ZIMBABWE Fashion Week (ZFW) will this year give a platform to unheralded local models during the annual week-long extravaganza, NewsDay has learnt.
ZFW hosts a model search every year to find new faces for the event.
ZFW operations manager Marcus Green said they would be conducting auditions on May 31 at Aroma Cafe in Harare and have invited interested local models to try their luck.
"For this year's edition of the Zimbabwe Fashion Week, we want to give everyone, especially upcoming models, the platform to be part of the event," Green said.
"This year we are not looking much into professionalism, but we seek to give the amateurs a chance. We are willing to groom them as long as they pose the looks and have the talent."
The fashion show will run under the theme Fashion Redefined.
Green said ZFW was redefining fashion by focusing on forgotten or unknown tribes around the world.
"For many years, fashion has looked to predominant culture for inspiration - from subjects such as popular sport, music, architecture, movies and fine art.
"These forgotten tribes employ their own unique fashion utilising the natural elements around them - from leaves and flowers to create intricate headdress, fruits to paint artistic body art, shells and seedpods for jewellery, and feathers, fur and skin for uniquely crafted garments symbolic to each tribe's respective custom," he said.
Green said they hoped the designers would develop and incorporate these tribes' natural dress to create trendy, wearable fashion in the hope of shedding new light on these unique people.

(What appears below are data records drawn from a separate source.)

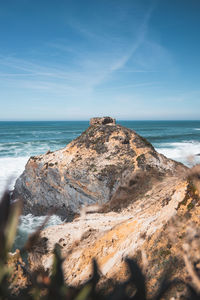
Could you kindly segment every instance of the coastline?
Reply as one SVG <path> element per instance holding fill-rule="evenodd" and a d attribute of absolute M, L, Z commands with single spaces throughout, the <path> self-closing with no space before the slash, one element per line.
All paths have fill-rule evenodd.
<path fill-rule="evenodd" d="M 89 280 L 92 257 L 97 259 L 104 278 L 100 286 L 110 279 L 126 280 L 124 258 L 137 256 L 142 247 L 151 253 L 151 242 L 154 243 L 157 236 L 161 239 L 170 222 L 185 217 L 185 210 L 186 214 L 190 210 L 187 218 L 196 218 L 194 208 L 199 198 L 193 185 L 191 188 L 188 168 L 159 154 L 135 131 L 116 124 L 103 124 L 104 119 L 100 121 L 100 124 L 91 124 L 65 148 L 32 156 L 23 175 L 17 179 L 13 193 L 13 197 L 24 200 L 27 213 L 41 215 L 41 207 L 45 212 L 54 204 L 58 210 L 65 210 L 65 214 L 67 209 L 70 213 L 77 212 L 76 218 L 65 223 L 52 216 L 34 248 L 28 251 L 29 271 L 42 266 L 49 272 L 54 245 L 60 247 L 65 257 L 64 281 L 72 286 Z M 90 190 L 90 183 L 93 190 Z M 70 193 L 62 195 L 62 188 L 71 196 Z M 102 196 L 98 191 L 103 192 L 103 199 L 106 199 L 100 206 L 98 202 Z M 90 209 L 91 199 L 96 201 L 97 211 L 93 211 L 93 205 Z M 70 203 L 71 207 L 66 205 Z M 89 210 L 80 209 L 82 203 Z M 32 214 L 21 216 L 13 250 L 20 248 L 44 219 L 44 216 Z M 175 243 L 170 251 L 162 247 L 155 244 L 150 255 L 154 257 L 155 251 L 165 251 L 170 258 L 171 248 L 176 252 L 180 246 Z M 164 249 L 167 247 L 165 245 Z M 152 257 L 149 259 L 152 263 Z M 158 255 L 156 259 L 161 271 L 165 257 Z M 179 268 L 174 270 L 177 274 L 179 271 Z M 153 266 L 148 274 L 158 279 Z M 151 280 L 149 282 L 151 284 Z"/>
<path fill-rule="evenodd" d="M 135 129 L 153 142 L 158 152 L 186 164 L 188 164 L 188 156 L 197 154 L 200 148 L 198 143 L 200 121 L 118 121 L 117 123 Z M 178 129 L 174 128 L 175 125 Z M 13 188 L 16 178 L 23 172 L 30 156 L 66 146 L 87 126 L 87 121 L 0 122 L 0 193 L 6 187 L 10 177 L 12 177 L 10 188 Z M 184 159 L 181 158 L 183 152 Z M 200 162 L 200 157 L 196 158 Z M 37 217 L 32 218 L 32 223 L 38 221 L 39 224 Z M 30 225 L 29 232 L 31 231 Z"/>

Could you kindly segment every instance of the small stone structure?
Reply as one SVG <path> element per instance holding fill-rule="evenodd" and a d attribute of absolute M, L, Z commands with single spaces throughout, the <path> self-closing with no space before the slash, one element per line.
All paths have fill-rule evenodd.
<path fill-rule="evenodd" d="M 93 125 L 115 125 L 115 124 L 116 124 L 116 120 L 111 117 L 90 119 L 90 126 L 93 126 Z"/>

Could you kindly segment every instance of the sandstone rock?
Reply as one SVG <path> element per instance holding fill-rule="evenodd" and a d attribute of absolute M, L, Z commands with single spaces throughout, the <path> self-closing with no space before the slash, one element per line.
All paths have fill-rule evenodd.
<path fill-rule="evenodd" d="M 12 275 L 9 278 L 11 293 L 16 295 L 29 284 L 29 276 L 25 271 L 25 263 L 18 249 L 14 253 L 9 253 L 7 266 L 12 270 Z"/>
<path fill-rule="evenodd" d="M 143 183 L 135 179 L 130 182 L 134 201 L 151 188 L 154 179 L 186 170 L 157 153 L 135 131 L 116 125 L 112 118 L 94 118 L 91 124 L 65 148 L 29 159 L 13 193 L 23 199 L 25 213 L 46 214 L 53 208 L 69 219 L 83 205 L 111 199 L 116 204 L 116 191 L 122 193 L 120 187 L 126 178 L 138 172 L 146 175 Z"/>
<path fill-rule="evenodd" d="M 187 201 L 186 201 L 187 199 Z M 130 204 L 128 208 L 118 212 L 93 213 L 80 216 L 71 223 L 65 223 L 46 228 L 42 238 L 46 240 L 46 252 L 43 246 L 38 246 L 37 263 L 46 270 L 51 270 L 52 250 L 55 243 L 62 248 L 64 258 L 63 270 L 65 280 L 70 285 L 79 285 L 90 278 L 92 258 L 96 258 L 103 280 L 109 278 L 125 280 L 127 269 L 125 257 L 138 258 L 139 250 L 144 250 L 149 266 L 147 276 L 150 290 L 162 274 L 163 267 L 168 267 L 174 257 L 179 255 L 184 239 L 180 238 L 185 232 L 189 221 L 200 225 L 199 206 L 190 209 L 190 217 L 182 219 L 180 229 L 177 224 L 171 228 L 172 235 L 177 236 L 178 242 L 171 241 L 166 231 L 170 231 L 171 220 L 188 214 L 188 205 L 193 201 L 188 182 L 180 177 L 166 177 L 157 182 L 150 191 Z M 198 201 L 196 201 L 198 204 Z M 174 231 L 173 231 L 174 230 Z M 35 253 L 29 255 L 34 269 Z M 183 263 L 174 260 L 173 274 L 187 271 Z"/>

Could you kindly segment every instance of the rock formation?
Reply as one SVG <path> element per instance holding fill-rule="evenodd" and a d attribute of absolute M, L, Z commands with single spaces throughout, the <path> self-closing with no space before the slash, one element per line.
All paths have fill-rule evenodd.
<path fill-rule="evenodd" d="M 13 195 L 23 199 L 25 213 L 46 214 L 53 208 L 69 218 L 83 205 L 112 203 L 117 209 L 127 178 L 132 178 L 128 184 L 131 199 L 134 194 L 136 201 L 151 189 L 154 180 L 185 170 L 182 164 L 157 153 L 135 131 L 116 125 L 110 117 L 94 118 L 65 148 L 31 157 Z M 129 202 L 124 195 L 123 207 Z M 108 211 L 109 205 L 105 209 Z"/>
<path fill-rule="evenodd" d="M 200 269 L 199 213 L 199 196 L 191 182 L 169 176 L 120 212 L 83 214 L 71 223 L 46 228 L 41 234 L 45 251 L 42 244 L 38 245 L 29 254 L 30 266 L 35 269 L 42 265 L 51 270 L 52 250 L 58 243 L 68 284 L 79 285 L 88 280 L 92 258 L 96 258 L 101 270 L 100 284 L 105 287 L 110 279 L 127 278 L 124 260 L 134 257 L 146 268 L 152 292 L 169 266 L 168 275 L 189 277 L 183 259 L 185 245 L 189 245 L 192 263 Z"/>
<path fill-rule="evenodd" d="M 135 131 L 109 117 L 94 118 L 64 149 L 30 158 L 16 182 L 14 195 L 24 199 L 26 212 L 46 213 L 50 207 L 64 216 L 79 212 L 72 222 L 42 231 L 43 242 L 29 253 L 29 266 L 51 270 L 52 250 L 58 243 L 69 285 L 90 278 L 92 258 L 99 264 L 101 283 L 127 278 L 127 256 L 143 266 L 148 263 L 150 292 L 170 262 L 170 274 L 188 278 L 181 249 L 190 244 L 197 266 L 197 186 L 199 168 L 188 171 L 157 153 Z M 102 205 L 91 205 L 98 203 Z"/>

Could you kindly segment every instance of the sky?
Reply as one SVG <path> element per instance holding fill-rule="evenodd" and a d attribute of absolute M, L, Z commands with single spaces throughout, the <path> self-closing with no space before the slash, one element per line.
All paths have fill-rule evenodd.
<path fill-rule="evenodd" d="M 200 120 L 199 0 L 0 0 L 0 120 Z"/>

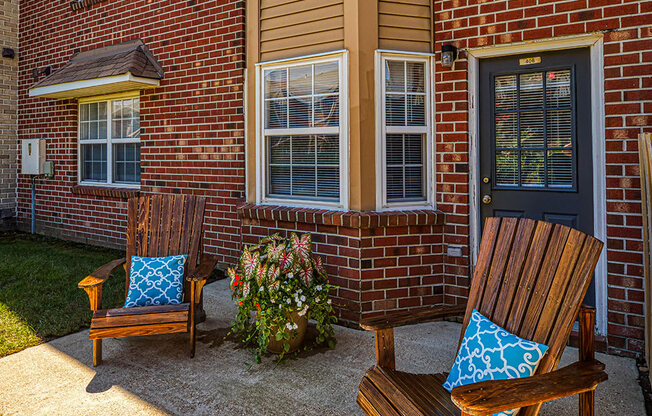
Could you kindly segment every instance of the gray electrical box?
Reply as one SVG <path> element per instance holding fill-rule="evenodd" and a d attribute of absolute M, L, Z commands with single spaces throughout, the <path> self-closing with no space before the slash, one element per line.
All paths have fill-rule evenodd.
<path fill-rule="evenodd" d="M 22 169 L 24 175 L 43 175 L 45 164 L 45 139 L 23 139 Z"/>

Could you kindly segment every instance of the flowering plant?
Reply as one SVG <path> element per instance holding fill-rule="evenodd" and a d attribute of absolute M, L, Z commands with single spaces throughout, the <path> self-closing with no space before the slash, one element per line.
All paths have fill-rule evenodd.
<path fill-rule="evenodd" d="M 282 342 L 279 360 L 290 351 L 290 339 L 299 335 L 299 325 L 292 319 L 297 315 L 316 321 L 315 345 L 328 342 L 333 348 L 331 323 L 337 318 L 328 299 L 332 286 L 311 246 L 310 234 L 292 233 L 290 238 L 274 234 L 245 246 L 238 269 L 228 269 L 238 305 L 233 332 L 256 345 L 257 362 L 272 338 Z"/>

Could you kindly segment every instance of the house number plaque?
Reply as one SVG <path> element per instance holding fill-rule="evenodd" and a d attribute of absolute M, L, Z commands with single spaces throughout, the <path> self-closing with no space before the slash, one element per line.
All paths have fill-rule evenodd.
<path fill-rule="evenodd" d="M 529 58 L 521 58 L 518 60 L 519 65 L 532 65 L 532 64 L 540 64 L 541 63 L 541 57 L 540 56 L 531 56 Z"/>

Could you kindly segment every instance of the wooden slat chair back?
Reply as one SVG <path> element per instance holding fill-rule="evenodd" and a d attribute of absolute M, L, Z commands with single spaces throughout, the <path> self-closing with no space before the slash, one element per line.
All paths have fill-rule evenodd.
<path fill-rule="evenodd" d="M 488 218 L 460 342 L 476 309 L 509 332 L 549 347 L 537 374 L 556 369 L 601 250 L 601 241 L 564 225 Z M 520 414 L 536 414 L 540 406 L 535 407 Z"/>
<path fill-rule="evenodd" d="M 190 332 L 190 356 L 195 352 L 196 313 L 202 288 L 217 259 L 203 254 L 202 235 L 206 200 L 188 195 L 151 195 L 127 203 L 127 253 L 93 272 L 79 283 L 89 296 L 93 319 L 93 365 L 102 361 L 102 339 L 122 336 Z M 102 284 L 121 265 L 129 291 L 131 257 L 165 257 L 187 254 L 183 300 L 179 305 L 102 309 Z M 201 257 L 201 258 L 200 258 Z"/>
<path fill-rule="evenodd" d="M 199 262 L 206 199 L 188 195 L 152 195 L 127 203 L 126 288 L 131 256 L 165 257 L 187 254 L 185 274 Z M 189 285 L 184 280 L 184 301 Z"/>
<path fill-rule="evenodd" d="M 465 308 L 443 306 L 411 314 L 399 312 L 369 318 L 361 323 L 363 328 L 376 332 L 377 365 L 365 375 L 358 403 L 367 414 L 375 414 L 381 408 L 393 408 L 395 413 L 391 414 L 459 415 L 462 408 L 466 412 L 462 414 L 491 414 L 495 408 L 491 407 L 492 404 L 500 406 L 501 400 L 509 399 L 509 403 L 518 406 L 502 410 L 520 407 L 520 415 L 531 416 L 538 414 L 543 401 L 581 393 L 580 413 L 593 414 L 593 390 L 606 379 L 606 373 L 602 371 L 604 365 L 593 357 L 595 309 L 582 308 L 580 314 L 581 363 L 558 370 L 560 377 L 563 375 L 567 379 L 566 385 L 559 383 L 555 386 L 557 390 L 551 387 L 552 390 L 546 391 L 549 386 L 540 384 L 544 380 L 556 380 L 554 373 L 547 373 L 557 368 L 602 246 L 602 242 L 594 237 L 564 225 L 530 219 L 488 218 Z M 463 313 L 461 343 L 473 309 L 506 330 L 549 347 L 535 376 L 523 379 L 524 384 L 516 389 L 534 390 L 532 386 L 536 386 L 538 396 L 528 391 L 516 394 L 513 384 L 487 381 L 458 387 L 451 399 L 451 395 L 440 386 L 446 374 L 413 375 L 394 369 L 392 328 Z M 417 393 L 420 385 L 430 385 L 430 393 L 424 393 L 423 389 Z M 512 397 L 505 392 L 495 393 L 491 399 L 495 402 L 492 402 L 482 396 L 492 386 L 504 388 Z M 460 397 L 456 396 L 458 391 Z M 483 411 L 472 411 L 470 405 L 464 405 L 472 401 L 470 398 L 477 399 L 480 408 L 485 404 L 487 407 Z M 408 402 L 410 404 L 405 404 Z"/>

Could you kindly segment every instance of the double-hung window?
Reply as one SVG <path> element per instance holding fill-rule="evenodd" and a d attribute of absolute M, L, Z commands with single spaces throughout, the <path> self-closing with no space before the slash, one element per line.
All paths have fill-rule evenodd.
<path fill-rule="evenodd" d="M 138 96 L 80 102 L 79 181 L 93 185 L 140 185 Z"/>
<path fill-rule="evenodd" d="M 379 208 L 432 204 L 429 57 L 380 54 Z"/>
<path fill-rule="evenodd" d="M 260 65 L 260 197 L 344 207 L 344 55 Z"/>

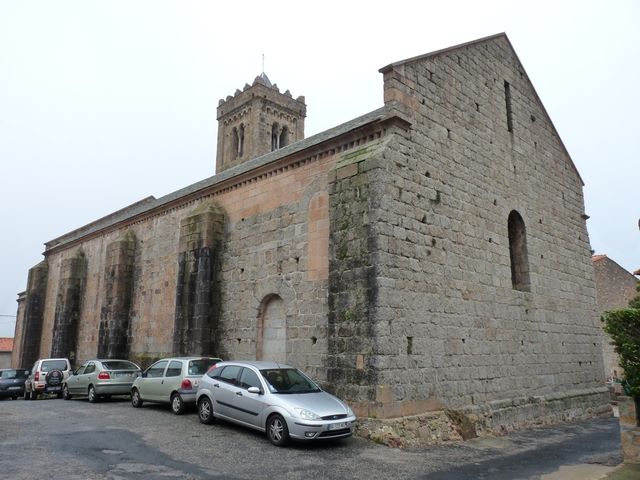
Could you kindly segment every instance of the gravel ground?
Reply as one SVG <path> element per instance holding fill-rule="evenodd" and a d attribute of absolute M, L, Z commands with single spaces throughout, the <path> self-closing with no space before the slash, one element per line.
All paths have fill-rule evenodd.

The ZFW's main purpose is to create a platform for local designers to showcase their creations as well as to help rekindle what was once a thriving textile and fashion industry.
Last year's edition of the ZFW was attended by international designers, among them Leigh Schubert and Thula Sindi both from South Africa, Durban-based Zimbabwean Thembani Mubochwa, Mustafa Hassanali from Tanzania, Chisome Lombe from the Zambia, Jose Rui Lopes from Angola and Rahima Mohamed from United Kingdom. Local designers included Sarudzai Murungu, Tapfumanei Munenge, Nompumelelo Marilyn, Bridget Pisirai and Natsai Mujuru.